Die Anzahl Privatpatienten ist natürlich in strukturschwachen Regionen per se geringer als in Ballungsgebieten wie München, Stuttgart, Frankfurt etc.

Das erklärt wiederum, warum der § 100 SGB V nicht das Papier wert ist, auf dem er steht.

Ganz genau.

Die *Duale Vergütungsstrukur* (GKV-EBM versus PKV-GOÄ) treibt den
einzelnen Arzt in ein *Gewissensproblem.* Ich als Arzt sage mir: "Ich
habe den hippokratischen Eid geleistet - dem Sinne nach. Und ich möchte
den Menschen helfen. Ich möchte jedem Menschen helfen - ohne
Unterschied seiner Person (Status, Einkommen, Glaube usw.). Deswegen
auch habe ich überhaupt diesen Beruf gewählt.

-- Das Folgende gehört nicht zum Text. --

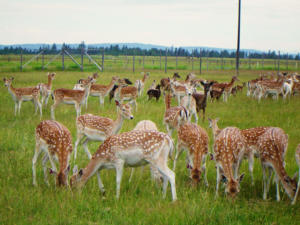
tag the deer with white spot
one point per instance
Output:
(23, 94)
(134, 148)
(72, 97)
(195, 141)
(55, 140)
(272, 147)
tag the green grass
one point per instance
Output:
(140, 201)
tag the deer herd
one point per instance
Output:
(147, 145)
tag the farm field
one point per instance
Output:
(141, 200)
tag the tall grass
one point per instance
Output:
(141, 200)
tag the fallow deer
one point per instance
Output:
(195, 141)
(23, 94)
(101, 91)
(46, 89)
(229, 148)
(73, 97)
(272, 148)
(55, 140)
(134, 148)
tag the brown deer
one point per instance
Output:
(272, 148)
(195, 141)
(46, 89)
(55, 140)
(69, 96)
(229, 148)
(23, 94)
(101, 91)
(134, 148)
(297, 156)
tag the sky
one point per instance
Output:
(265, 24)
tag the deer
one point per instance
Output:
(96, 128)
(69, 96)
(194, 139)
(174, 116)
(134, 148)
(272, 148)
(101, 91)
(55, 141)
(139, 84)
(229, 148)
(297, 156)
(23, 94)
(46, 89)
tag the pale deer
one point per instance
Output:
(96, 128)
(23, 94)
(101, 91)
(297, 156)
(272, 147)
(72, 97)
(195, 141)
(174, 116)
(134, 148)
(139, 84)
(229, 148)
(55, 140)
(46, 89)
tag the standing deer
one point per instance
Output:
(195, 141)
(55, 140)
(72, 97)
(272, 148)
(23, 94)
(134, 148)
(46, 89)
(229, 148)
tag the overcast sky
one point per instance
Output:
(265, 24)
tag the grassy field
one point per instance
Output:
(140, 201)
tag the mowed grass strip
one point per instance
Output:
(141, 200)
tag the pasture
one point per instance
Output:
(141, 200)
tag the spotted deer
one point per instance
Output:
(46, 89)
(72, 97)
(229, 148)
(272, 147)
(96, 128)
(23, 94)
(55, 140)
(174, 116)
(134, 148)
(297, 156)
(139, 84)
(101, 91)
(195, 141)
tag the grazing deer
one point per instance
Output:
(73, 97)
(134, 148)
(139, 84)
(174, 116)
(272, 147)
(55, 140)
(23, 94)
(297, 156)
(96, 128)
(101, 91)
(195, 141)
(229, 148)
(46, 89)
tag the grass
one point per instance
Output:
(140, 201)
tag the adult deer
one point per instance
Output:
(55, 140)
(72, 97)
(194, 140)
(134, 148)
(23, 94)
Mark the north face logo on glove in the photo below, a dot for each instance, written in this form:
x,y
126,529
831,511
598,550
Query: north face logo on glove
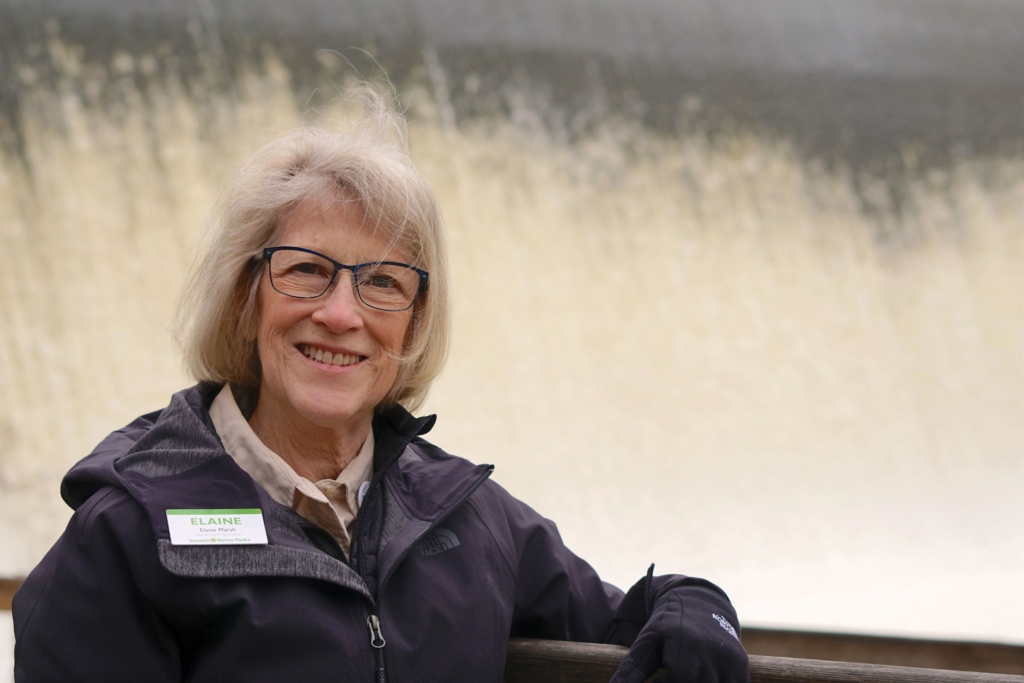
x,y
437,542
724,623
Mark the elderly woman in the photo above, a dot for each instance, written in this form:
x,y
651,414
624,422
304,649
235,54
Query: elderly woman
x,y
285,518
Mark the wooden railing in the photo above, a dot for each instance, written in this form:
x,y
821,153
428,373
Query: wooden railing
x,y
556,662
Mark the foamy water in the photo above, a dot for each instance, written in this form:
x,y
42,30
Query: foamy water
x,y
701,354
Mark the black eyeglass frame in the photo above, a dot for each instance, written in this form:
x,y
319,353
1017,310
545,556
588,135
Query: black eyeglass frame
x,y
421,286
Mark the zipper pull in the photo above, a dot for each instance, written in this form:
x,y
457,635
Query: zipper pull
x,y
376,637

*Andererseits *sieht die reale Praxis-Welt leider anders aus: Um überhaupt
einigermaßen finanziell über die Runden zu kommen (Kredit auf Praxiskauf,
... ) muss ich mich mit meiner Einnahmesituation auseinandersetzen. Ich
brauche also quartalsmäßig wiederkehrende GKV-Patienten. Aber noch
besser wären mehr PKV-Patienten. Deshalb muss ich Tricks und Kniffe
ersinnen und meine Privatpatienten hofieren und - auch wenn ich
eigentlich alle Patienten gleich (gut) behandeln will.

Das ist der Konflikt, dem eigentlich jeder Arzt ausgesetzt ist ... und jeder
geht damit unterschiedlich um.

Warum können wir diesen Konflikt nicht grundsätzlich aus der Welt schaffen?